The case, Jose Flores-Chavez v. INS, 01-70748, arose from a 1993 incident in which the Immigration and Naturalization Service began deportation proceedings against 14-year-old Jose Flores-Chavez without any notice to the adult responsible for him.
Flores-Chavez, a native of El Salvador, did not appear for his hearing and as a result a deportation order was entered against him. In 2001, the INS sought to deport him because he failed to appear for his 1993 hearing. He has been in custody since 2000 based on the deportation charge. The court declared that the government had acted “contrary to law” and in a notable ruling ordered that he be released immediately.
Justice Department lawyers had argued that the immigration agency has no obligation to notify an adult of a pending deportation hearing once a child turns 14 – despite the fact that the agency’s own regulations prohibit the release of any child under the age of 18 unless he or she is released into the custody of a responsible adult.
But as the ACLU argued in its brief, requiring the INS to notify the adult guardian of a juvenile “furthers the government’s interest in ensuring a minor’s appearance, vindicates the juvenile’s due process right to meaningful notice and imposes no measurable burden on the government.” The failure to provide such notice, the ACLU argued, “is inexplicable unless the government’s true (and impermissible) purpose is to provide only formalistic notice to the juvenile in order to increase the likelihood of obtaining an in absentia order when the juvenile fails to appear.”

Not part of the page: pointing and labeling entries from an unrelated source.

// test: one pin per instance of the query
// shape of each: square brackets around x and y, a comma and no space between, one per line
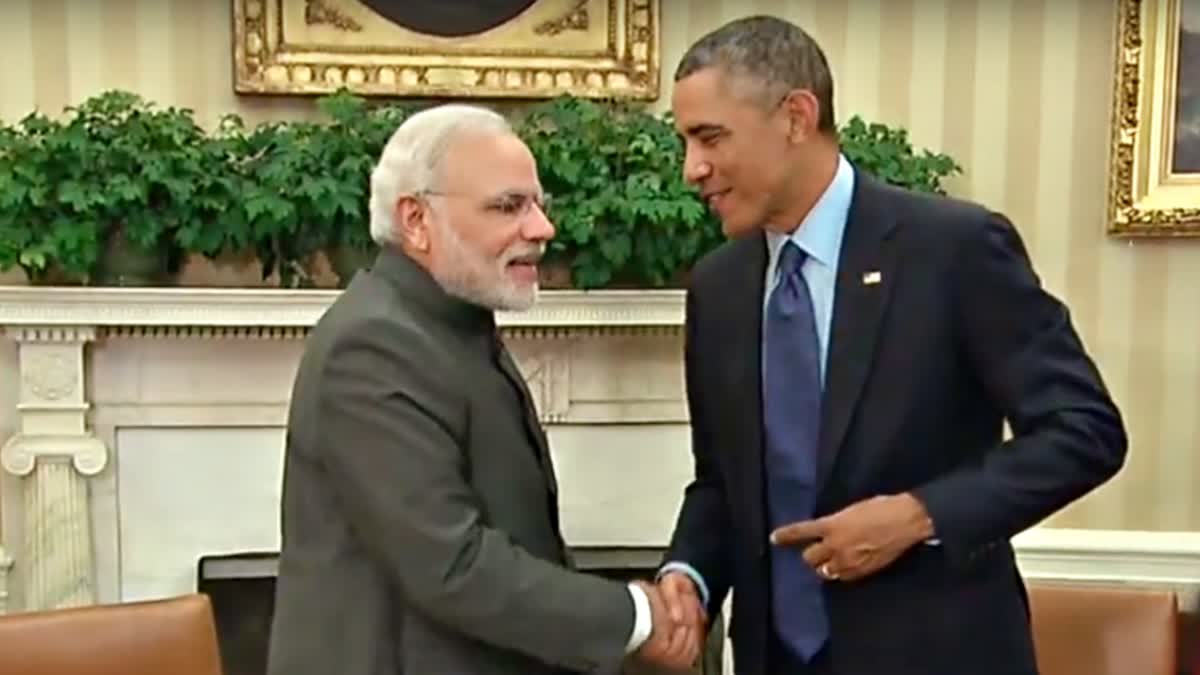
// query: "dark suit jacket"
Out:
[924,368]
[420,526]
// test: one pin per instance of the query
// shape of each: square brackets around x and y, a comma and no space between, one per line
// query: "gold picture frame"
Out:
[588,48]
[1155,173]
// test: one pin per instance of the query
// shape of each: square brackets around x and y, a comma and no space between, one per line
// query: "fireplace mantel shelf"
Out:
[53,306]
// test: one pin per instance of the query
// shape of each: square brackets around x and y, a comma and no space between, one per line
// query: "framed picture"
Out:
[448,48]
[1155,173]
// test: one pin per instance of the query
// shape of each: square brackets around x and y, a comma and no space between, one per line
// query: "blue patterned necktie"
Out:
[791,400]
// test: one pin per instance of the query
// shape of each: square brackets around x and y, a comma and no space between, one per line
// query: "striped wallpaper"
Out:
[1017,90]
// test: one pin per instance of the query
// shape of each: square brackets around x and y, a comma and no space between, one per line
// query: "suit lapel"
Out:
[867,273]
[533,425]
[745,360]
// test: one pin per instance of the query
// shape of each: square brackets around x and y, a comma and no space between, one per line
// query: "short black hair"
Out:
[777,53]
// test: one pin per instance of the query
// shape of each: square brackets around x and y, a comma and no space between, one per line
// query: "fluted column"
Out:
[54,453]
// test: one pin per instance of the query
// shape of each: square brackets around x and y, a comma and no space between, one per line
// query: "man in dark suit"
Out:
[419,515]
[852,356]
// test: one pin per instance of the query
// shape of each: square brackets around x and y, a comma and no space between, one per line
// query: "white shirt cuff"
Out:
[642,621]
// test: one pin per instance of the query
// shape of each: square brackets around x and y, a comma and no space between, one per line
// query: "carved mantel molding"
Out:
[251,308]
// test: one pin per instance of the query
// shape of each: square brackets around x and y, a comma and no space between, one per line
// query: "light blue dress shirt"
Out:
[820,237]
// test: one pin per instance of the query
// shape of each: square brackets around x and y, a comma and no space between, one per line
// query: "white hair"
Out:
[411,162]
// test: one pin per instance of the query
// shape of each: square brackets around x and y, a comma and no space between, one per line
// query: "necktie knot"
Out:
[791,257]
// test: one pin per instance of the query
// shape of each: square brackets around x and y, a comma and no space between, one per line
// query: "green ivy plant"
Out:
[120,180]
[306,185]
[888,154]
[113,189]
[623,211]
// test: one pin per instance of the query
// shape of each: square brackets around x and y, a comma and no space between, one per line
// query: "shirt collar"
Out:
[820,233]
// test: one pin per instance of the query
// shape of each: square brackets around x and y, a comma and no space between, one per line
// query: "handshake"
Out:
[679,623]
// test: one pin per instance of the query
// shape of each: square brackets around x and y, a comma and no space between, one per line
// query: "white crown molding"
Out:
[49,306]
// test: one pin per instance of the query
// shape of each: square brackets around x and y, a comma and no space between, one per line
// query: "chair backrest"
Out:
[1104,631]
[175,635]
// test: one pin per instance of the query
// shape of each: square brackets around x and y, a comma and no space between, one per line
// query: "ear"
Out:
[411,216]
[804,114]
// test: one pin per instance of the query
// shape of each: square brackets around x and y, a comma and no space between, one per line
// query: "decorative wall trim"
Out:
[216,308]
[1120,556]
[5,566]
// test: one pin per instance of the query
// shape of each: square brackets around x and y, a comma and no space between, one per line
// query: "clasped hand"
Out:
[679,622]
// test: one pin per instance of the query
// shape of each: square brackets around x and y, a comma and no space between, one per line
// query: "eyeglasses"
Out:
[511,203]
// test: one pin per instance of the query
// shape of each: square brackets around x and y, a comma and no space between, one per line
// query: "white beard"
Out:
[467,274]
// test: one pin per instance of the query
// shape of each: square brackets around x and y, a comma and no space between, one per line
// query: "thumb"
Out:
[801,533]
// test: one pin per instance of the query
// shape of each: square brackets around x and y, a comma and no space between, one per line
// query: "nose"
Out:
[695,167]
[537,226]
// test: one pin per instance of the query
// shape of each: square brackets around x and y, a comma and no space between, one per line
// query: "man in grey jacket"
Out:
[419,518]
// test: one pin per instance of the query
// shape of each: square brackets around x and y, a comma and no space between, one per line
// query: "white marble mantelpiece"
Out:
[151,425]
[149,431]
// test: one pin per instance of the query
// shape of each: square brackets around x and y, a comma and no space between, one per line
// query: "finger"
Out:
[803,532]
[817,554]
[672,597]
[683,645]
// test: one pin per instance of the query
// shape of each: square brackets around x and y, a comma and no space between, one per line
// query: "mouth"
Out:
[714,198]
[525,267]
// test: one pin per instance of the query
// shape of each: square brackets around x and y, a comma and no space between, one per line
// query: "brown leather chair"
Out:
[175,635]
[1104,631]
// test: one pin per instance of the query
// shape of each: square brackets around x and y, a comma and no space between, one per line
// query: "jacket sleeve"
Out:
[700,545]
[1068,436]
[390,430]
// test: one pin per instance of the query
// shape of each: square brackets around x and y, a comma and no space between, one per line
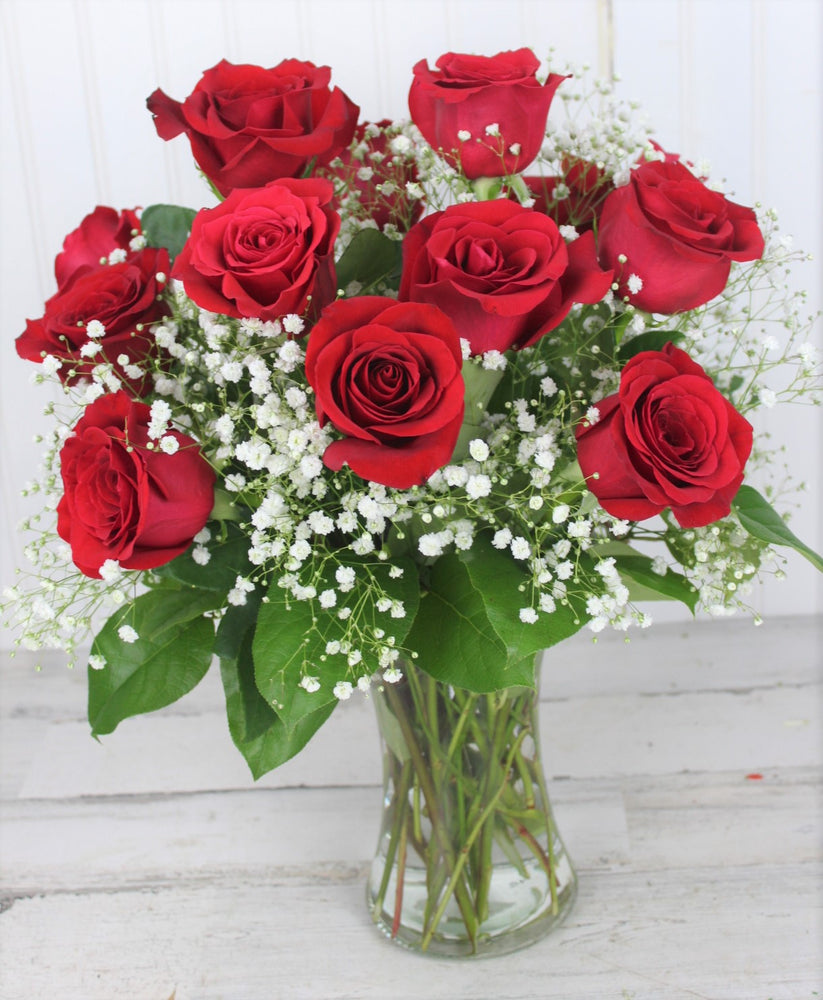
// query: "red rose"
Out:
[125,298]
[588,186]
[677,235]
[123,501]
[475,93]
[668,438]
[380,177]
[263,253]
[388,376]
[248,125]
[101,232]
[503,273]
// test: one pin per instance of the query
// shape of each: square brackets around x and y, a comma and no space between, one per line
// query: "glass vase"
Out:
[469,860]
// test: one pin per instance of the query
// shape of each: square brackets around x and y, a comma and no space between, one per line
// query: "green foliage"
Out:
[761,520]
[167,226]
[170,657]
[651,340]
[256,730]
[468,630]
[646,585]
[228,560]
[371,259]
[291,637]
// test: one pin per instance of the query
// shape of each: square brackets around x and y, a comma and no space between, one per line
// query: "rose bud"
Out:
[485,114]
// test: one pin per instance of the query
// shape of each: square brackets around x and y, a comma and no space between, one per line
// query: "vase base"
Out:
[521,912]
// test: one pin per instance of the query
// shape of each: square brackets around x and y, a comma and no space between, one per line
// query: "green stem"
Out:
[401,799]
[438,831]
[464,850]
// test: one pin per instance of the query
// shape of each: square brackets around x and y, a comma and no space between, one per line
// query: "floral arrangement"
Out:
[437,392]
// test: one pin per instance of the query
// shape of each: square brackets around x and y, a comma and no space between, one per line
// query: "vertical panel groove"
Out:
[91,84]
[157,34]
[605,39]
[24,122]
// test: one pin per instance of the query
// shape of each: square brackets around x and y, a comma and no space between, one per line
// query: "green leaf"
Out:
[228,560]
[167,226]
[762,521]
[257,732]
[291,637]
[453,636]
[170,657]
[370,258]
[646,585]
[468,630]
[499,579]
[652,340]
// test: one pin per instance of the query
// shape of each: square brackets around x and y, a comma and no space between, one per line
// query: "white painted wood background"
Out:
[149,867]
[735,81]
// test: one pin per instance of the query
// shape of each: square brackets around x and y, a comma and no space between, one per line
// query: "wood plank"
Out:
[724,934]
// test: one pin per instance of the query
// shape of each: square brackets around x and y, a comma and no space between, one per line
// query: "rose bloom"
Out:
[388,376]
[263,253]
[248,125]
[123,501]
[678,236]
[470,94]
[668,438]
[379,177]
[125,298]
[99,234]
[588,187]
[503,273]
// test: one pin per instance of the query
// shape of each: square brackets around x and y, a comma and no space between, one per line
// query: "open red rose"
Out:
[248,125]
[388,376]
[125,298]
[123,501]
[263,253]
[497,100]
[668,438]
[503,273]
[380,177]
[678,237]
[99,234]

The appeals court found that the failure to provide notice to an adult raises serious constitutional problems, saying the government’s position “defies logic.” As the court emphasized, “It would be illogical for us to determine that notice need not be served upon the responsible adult who takes custody of a minor over 14 when the INS’s own regulations would forbid the [immigration judge] from accepting that minor’s admission of deportability without a responsible adult present.”
The opinion is online at http://www.ca9.uscourts.gov/ca9/newopinions.nsf/ 4A656293E710C2CA88256E61007BA023/$file/0170748.pdf?openelement
The ACLU’s brief was filed by Guttentag and Omar Jadwat of the ACLU Immigrants’ Rights Project. Also on the brief were the National Immigration Law Center, the Youth Law Center and the pro bono law firm of Heller, Ehrman, White & McAuliffe of San Francisco.